Roger Ackroyd was about to be married. He had a life of wealth and privilege. First he lost his fiancée – and then his life.
The day after her tragic suicide he retires upstairs to read a mysterious letter, leaving his closest friends and family to eat dinner below.
Just a few hours later he is found stabbed to death in a locked room with a weapon from his own collection.
Was he killed for money? For love? Or for something altogether more sinister?
The truth will out.
But you won’t see it coming
Warning: there are significant differences between the original book and the TV version.
My Take
I have read this one several times before, and also seen the TV version more than once. I think that resulted in some confusion in my mind, because after all that I wasn't really sure who murdered who. So I'm glad to have read it again, and clarified things, I think...
I did remember though that it introduced for the first time in Christie novels the theme of the unreliable narrator. Poirot himself remarks on how a number of people witnessing an event will have a variety of interpretations, particularly if they are hiding secrets. And of course, if we were not a first-hand witness, then we have no idea of how reliable the version we are being told is.
And of course what we are reading is Dr. Sheppards' version of events. In that he has picked up the role that Hastings played in the two earlier novels. And because we accepted Hastings as a narrator chosen by Poirot, we tend to accept Sheppard.

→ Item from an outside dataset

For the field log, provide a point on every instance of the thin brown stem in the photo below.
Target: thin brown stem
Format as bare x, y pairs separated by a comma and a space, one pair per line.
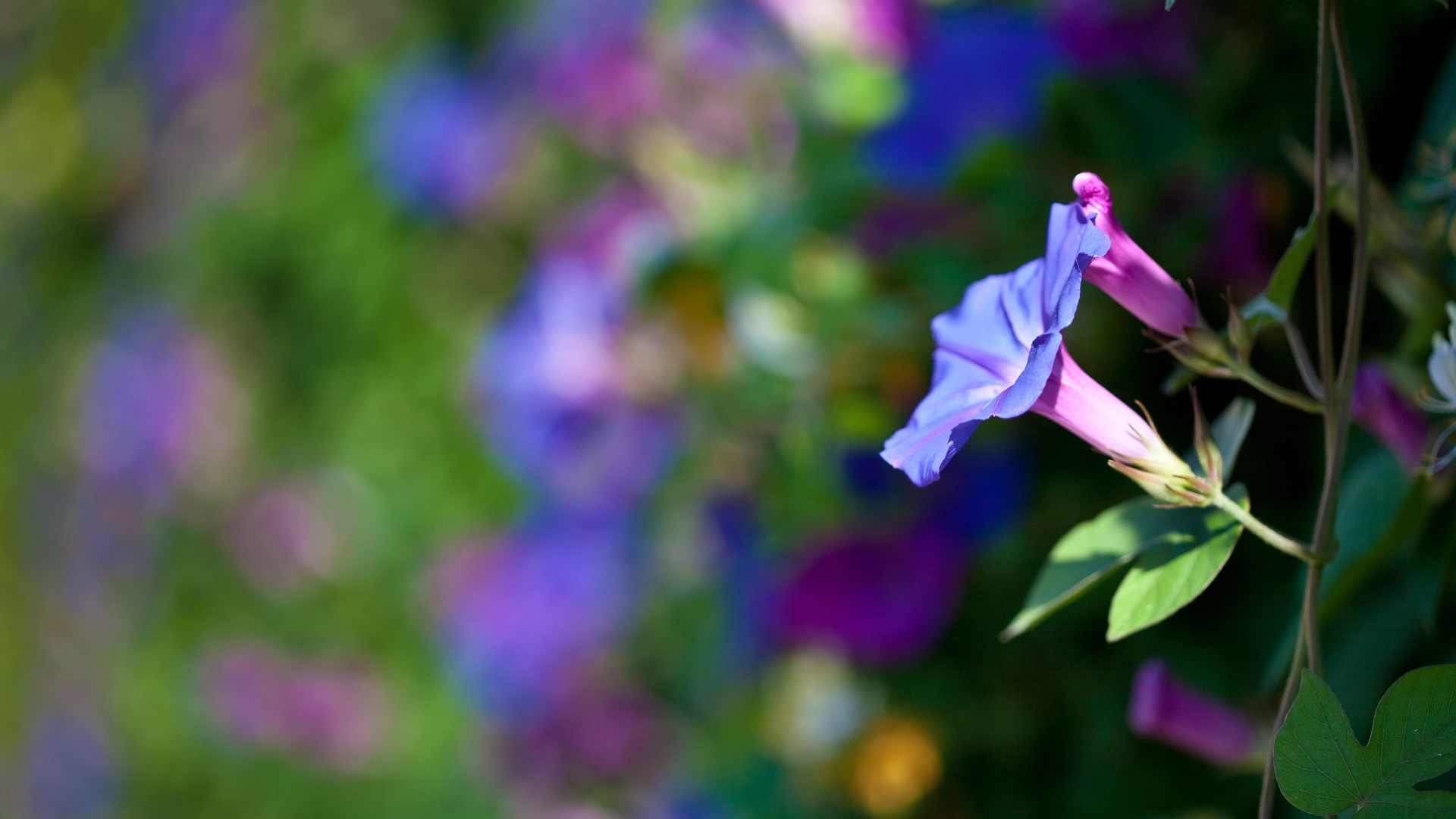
1285, 704
1334, 400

The plot also appears to present as a locked-room mystery, but that is quickly dismissed.
I'm not sure that I agree with the synopsis that I picked up from Amazon. Was Roger Ackroyd about to be married? Certainly his adopted son was, and it was his impending marriage that was being announced, and while Roger was deeply in love with Mrs Ferrars, was his marriage to her expected?
Plenty to think about though, with a prototype of Miss Marple making an appearance, and many references to how useful Hastings had been is making suggestions even if he didn't always understand what was happening.
Poirot is living in the village of King's Abbot, retired after 30 years as a detective, so a change from where he was and what he was doing in MURDER ON THE LINKS. He is now attempting to grow marrows and finds it very frustrating.
My rating: 4.4
Check the list of Agatha Christie novels
Another review: This novel, written in 1927, is considered the best and most successful of the early mysteries. It met with no small outrage when it appeared, as it uses a plot device many readers thought "unfair." There is a full complement of characters populating the cozy English village of King's Abbot: Major Blunt, Colonel Carter, Miss Gannett, the butler, the housekeeper, the narrator, Dr. Sheppard, and his know-it-all sister (the precursor of Miss Marple, according to Christie), and, of course, the redoubtable Hercule Poirot and his little grey cells. There are clues with a capital C to mislead us, and the listener gets so involved with these red herrings (or not) that the very simple truth eludes the puzzler. A classic of the genre and essential for any fiction collection.